Ese estilo de liderazgo discreto es quizás una de las razones por las que su figura inspira respeto incluso entre quienes piensan distinto.

Un periodista que entendió el futuro

Otro aspecto que distingue a Miguel Franjul es su visión adelantada sobre la transformación del periodismo.

Mucho antes de que la revolución digital se impusiera definitivamente en los medios, Franjul ya reflexionaba sobre los cambios que venían para la comunicación.

Sus análisis sobre la evolución del periodismo en la era digital han sido utilizados como referencia por estudiantes universitarios, investigadores y profesionales interesados en entender cómo los medios tradicionales debían adaptarse a los nuevos tiempos.

Mientras muchos veían el internet como una amenaza, Franjul lo analizó como un reto que exigía inteligencia, innovación y adaptación.

Ese enfoque ha permitido que el Listín Diario mantenga su relevancia en una época donde muchos periódicos del mundo han tenido enormes dificultades para sobrevivir.

Patriotismo y defensa de los valores nacionales

Quienes han seguido su trayectoria saben también que Miguel Franjul es un hombre profundamente comprometido con los valores de la nación dominicana.

En múltiples ocasiones ha levantado su voz para defender principios como la institucionalidad, la soberanía nacional y el respeto a los símbolos patrios.

No siempre han sido posiciones cómodas. En ocasiones implican asumir posturas que generan críticas o incomodidades. Pero Franjul ha demostrado que el verdadero periodismo no se ejerce buscando aplausos, sino defendiendo convicciones.

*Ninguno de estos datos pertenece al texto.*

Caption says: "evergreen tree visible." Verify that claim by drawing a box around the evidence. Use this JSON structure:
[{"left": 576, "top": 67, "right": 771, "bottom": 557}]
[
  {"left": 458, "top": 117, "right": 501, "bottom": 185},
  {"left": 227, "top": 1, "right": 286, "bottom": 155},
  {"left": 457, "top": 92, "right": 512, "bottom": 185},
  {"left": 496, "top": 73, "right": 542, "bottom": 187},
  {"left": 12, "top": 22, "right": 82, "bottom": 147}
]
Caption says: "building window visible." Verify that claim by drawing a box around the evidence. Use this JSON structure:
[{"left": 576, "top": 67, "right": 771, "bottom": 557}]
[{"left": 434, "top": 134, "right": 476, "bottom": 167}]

Una referencia para las nuevas generaciones

Hoy, cuando nuevas generaciones de periodistas comienzan su camino en un mundo dominado por algoritmos, redes sociales y presiones informativas constantes, la figura de Miguel Franjul adquiere un valor aún mayor.

Las sociedades necesitan referentes. Necesitan figuras que demuestren que el periodismo puede ejercerse con dignidad, con profundidad y con compromiso con la verdad.

Miguel Franjul es uno de esos referentes.

Para los jóvenes periodistas dominicanos, su trayectoria representa una enseñanza poderosa: el prestigio no se improvisa, se construye durante toda una vida de coherencia, trabajo y credibilidad.

Y mientras el país continúa enfrentando desafíos políticos, sociales y comunicacionales, resulta reconfortante saber que en el corazón del periodismo dominicano sigue existiendo una figura que encarna equilibrio, sensatez y amor por la nación.

Porque cuando una sociedad cuenta con periodistas de la talla de Miguel Franjul, el futuro del debate público siempre tendrá esperanza.